Sleep disorders have been frequently reported in patients with Parkinson's disease (PD). However, there is insufficient evidence to guide precise recommendations on some diagnostic and treatment strategies. Here, we review clinical studies dealing with sleep abnormalities in PD and present clinical recommendations. Previous studies describing insomnia, excessive daytime sleepiness, narcolepsy-like episodes, circadian changes, sleep-disordered breathing, rapid eye movement sleep behavior disorder, vivid dreams and restless legs syndrome are evaluated. Longitudinal studies associating sleep disorders with PD onset or clinical deterioration are rare: only one longitudinal study associated daytime sleepiness with PD onset. Evidence suggests that clinical investigations must include direct questioning about depressive symptoms, nocturnal cramps, pain, nocturia and nighttime off periods.

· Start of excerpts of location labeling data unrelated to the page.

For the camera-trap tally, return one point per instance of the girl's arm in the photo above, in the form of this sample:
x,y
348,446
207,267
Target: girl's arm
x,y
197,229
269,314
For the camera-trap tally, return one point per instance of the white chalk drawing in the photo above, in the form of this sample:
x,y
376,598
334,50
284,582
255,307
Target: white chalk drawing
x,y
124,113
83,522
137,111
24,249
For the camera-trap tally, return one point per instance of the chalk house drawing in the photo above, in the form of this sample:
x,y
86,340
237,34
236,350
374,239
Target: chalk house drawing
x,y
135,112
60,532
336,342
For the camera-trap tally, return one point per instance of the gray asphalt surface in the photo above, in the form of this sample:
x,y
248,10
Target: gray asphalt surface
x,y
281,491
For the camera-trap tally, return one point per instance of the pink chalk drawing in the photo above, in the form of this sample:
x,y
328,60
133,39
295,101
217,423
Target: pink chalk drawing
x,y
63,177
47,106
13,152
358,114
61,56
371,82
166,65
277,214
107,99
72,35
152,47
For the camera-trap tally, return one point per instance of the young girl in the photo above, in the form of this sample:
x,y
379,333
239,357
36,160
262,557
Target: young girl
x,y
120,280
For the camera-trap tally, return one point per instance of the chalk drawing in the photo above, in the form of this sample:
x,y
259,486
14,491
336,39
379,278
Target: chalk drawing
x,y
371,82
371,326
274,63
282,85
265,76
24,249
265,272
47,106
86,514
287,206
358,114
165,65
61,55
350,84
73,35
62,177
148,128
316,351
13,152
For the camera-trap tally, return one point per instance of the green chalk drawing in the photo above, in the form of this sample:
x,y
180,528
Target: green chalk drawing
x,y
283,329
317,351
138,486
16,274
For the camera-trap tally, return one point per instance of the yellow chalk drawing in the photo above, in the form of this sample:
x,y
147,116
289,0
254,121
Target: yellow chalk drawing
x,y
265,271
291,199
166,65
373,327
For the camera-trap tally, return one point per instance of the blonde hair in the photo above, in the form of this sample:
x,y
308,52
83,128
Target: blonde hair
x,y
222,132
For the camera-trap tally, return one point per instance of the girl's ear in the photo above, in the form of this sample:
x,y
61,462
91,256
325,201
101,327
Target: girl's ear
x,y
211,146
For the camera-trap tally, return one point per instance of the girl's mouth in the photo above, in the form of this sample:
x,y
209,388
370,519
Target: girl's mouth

A patient interview must be conducted regarding sleep symptoms, including nightmares, abnormal behavior during sleep, snoring, restless legs syndrome and daytime sleepiness. Initial evidence indicates that light therapy improves motor function and depression. Advice on sleep hygiene, the treatment of concomitant depression and the careful use of dopaminergic drugs and hypnosedative agents should be considered. To date, very few controlled studies are available to make a recommendation for the management of sleep-wake disturbances in PD.